Reviewed by Matthew Appleton
I like to think that I’m pretty flexible when it comes to reading fantastic literature. While I unreservedly prefer science fiction to other forms of the meta-genre, I frequently find enjoyment in horror, urban fantasy, magic realism, science fantasy and all of the other forms of literature that compose the fantastic. Yet, occasionally I encounter a story that leaves me feeling ambiguous towards it because while I appreciate intellectually what the author was attempting to do, it didn’t readily appeal to my reading sensibilities. Lucius Shepard’s Softspoken is such a book.
Shepard’s short novel weaves a Southern Gothic tale around Sanie Bullard, a 28-year-old housewife left pretty much to her own devices while her husband, Jackson, studies for the bar in the family’s decaying mansion in a backwoods region of South Carolina. While struggling with boredom and being cutoff from the urban lifestyle to which she’s accustomed and prefers, she starts hearing spirits in the house calling out to her and soon they begin actually appearing. Already coping poorly with her loneliness, a crumbling marriage, and the possibility that Jackson appears to be succumbing to the same mental instability that claimed his father and already seems to afflict his brother, Sanie starts struggling with her perceptions about Jackson, reality, and herself.
While I enjoy stories that toy with the fringes of reality the way a kitten plays with dangling strings, there’s something about the presentation of Softspoken that didn’t fully appeal to me. However, I can appreciate why others may find it enjoyable. While the novel doesn’t begin and conclude in the exact same fashion, there’s a kind of Dahlgren-esque quality to the novel in the way the narrative becomes somewhat unreliable and ultimately comes full circle. This results in an ambiguous ending which leaves you questions what exactly happened during the novel’s coda.

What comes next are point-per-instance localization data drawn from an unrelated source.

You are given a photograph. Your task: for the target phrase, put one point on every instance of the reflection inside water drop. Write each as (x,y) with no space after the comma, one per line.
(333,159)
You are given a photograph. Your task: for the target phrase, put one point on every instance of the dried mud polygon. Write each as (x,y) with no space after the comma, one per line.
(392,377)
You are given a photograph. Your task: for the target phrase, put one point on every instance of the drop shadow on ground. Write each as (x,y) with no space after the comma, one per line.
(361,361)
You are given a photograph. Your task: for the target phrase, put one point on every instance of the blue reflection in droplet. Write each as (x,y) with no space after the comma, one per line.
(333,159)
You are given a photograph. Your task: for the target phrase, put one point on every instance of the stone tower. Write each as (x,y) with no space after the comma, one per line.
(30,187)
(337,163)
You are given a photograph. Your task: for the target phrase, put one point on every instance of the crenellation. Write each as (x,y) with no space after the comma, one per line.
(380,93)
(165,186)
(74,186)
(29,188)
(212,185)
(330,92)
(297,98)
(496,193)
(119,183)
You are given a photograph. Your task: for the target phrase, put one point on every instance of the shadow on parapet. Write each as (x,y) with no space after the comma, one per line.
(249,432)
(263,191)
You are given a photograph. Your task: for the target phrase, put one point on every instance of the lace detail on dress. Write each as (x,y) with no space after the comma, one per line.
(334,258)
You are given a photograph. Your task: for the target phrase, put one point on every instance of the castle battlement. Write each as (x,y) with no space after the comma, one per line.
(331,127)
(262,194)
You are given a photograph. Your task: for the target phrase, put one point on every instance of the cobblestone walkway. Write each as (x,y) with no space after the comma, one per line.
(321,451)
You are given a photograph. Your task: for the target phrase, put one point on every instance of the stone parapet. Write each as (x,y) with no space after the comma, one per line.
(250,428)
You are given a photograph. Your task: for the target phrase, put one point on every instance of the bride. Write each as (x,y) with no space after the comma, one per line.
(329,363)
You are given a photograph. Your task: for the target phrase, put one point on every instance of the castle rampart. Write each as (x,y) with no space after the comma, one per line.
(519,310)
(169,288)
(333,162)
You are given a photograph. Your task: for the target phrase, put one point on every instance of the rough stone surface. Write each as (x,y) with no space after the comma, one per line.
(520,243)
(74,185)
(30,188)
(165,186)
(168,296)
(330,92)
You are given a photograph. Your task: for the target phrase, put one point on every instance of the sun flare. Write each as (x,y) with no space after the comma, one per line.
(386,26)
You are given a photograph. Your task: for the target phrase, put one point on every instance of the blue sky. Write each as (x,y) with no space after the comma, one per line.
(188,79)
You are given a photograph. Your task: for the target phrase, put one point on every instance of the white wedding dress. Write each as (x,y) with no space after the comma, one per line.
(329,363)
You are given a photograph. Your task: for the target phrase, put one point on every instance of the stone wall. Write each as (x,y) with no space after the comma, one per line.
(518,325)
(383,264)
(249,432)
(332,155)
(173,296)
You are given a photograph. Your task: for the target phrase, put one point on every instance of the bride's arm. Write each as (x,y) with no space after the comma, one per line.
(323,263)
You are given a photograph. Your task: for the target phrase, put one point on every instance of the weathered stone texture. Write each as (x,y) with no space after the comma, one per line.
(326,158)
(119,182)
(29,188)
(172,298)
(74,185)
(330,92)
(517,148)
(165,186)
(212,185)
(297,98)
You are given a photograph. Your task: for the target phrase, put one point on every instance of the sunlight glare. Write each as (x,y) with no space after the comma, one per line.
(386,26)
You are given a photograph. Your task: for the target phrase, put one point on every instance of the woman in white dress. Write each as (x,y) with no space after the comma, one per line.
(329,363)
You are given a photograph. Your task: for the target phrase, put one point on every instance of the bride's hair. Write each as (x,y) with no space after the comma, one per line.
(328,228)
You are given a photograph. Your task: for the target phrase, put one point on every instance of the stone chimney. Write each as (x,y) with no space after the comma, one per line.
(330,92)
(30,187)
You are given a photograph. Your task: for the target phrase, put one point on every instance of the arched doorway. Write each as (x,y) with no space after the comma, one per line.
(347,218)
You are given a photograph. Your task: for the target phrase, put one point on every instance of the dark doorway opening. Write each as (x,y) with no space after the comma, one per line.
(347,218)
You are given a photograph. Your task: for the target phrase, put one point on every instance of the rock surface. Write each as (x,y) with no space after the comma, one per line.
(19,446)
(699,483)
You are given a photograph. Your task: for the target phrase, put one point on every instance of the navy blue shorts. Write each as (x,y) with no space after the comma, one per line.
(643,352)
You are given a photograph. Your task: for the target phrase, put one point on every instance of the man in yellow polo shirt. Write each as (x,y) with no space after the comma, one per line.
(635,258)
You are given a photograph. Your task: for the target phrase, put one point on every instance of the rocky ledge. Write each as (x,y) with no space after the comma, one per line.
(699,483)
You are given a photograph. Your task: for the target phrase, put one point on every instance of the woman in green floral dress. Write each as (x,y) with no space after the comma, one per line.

By the end of Softspoken, there are differing possibilities which explain what really happened. While I don’t mind questioning reality and our perceptions of it, I prefer a firmer foundation in the narrative – a grounding by which to form a comfortable opinion on the events contained within – than Shepherd provides in Softspoken. As a result, I found the uncertainty of the ending somewhat unsatisfying. However, those who like a multi-faceted ambiguity will certainly enjoy playing with the possibilities inferred/implied by the ending, and I will not begrudge them one minute of that enjoyment.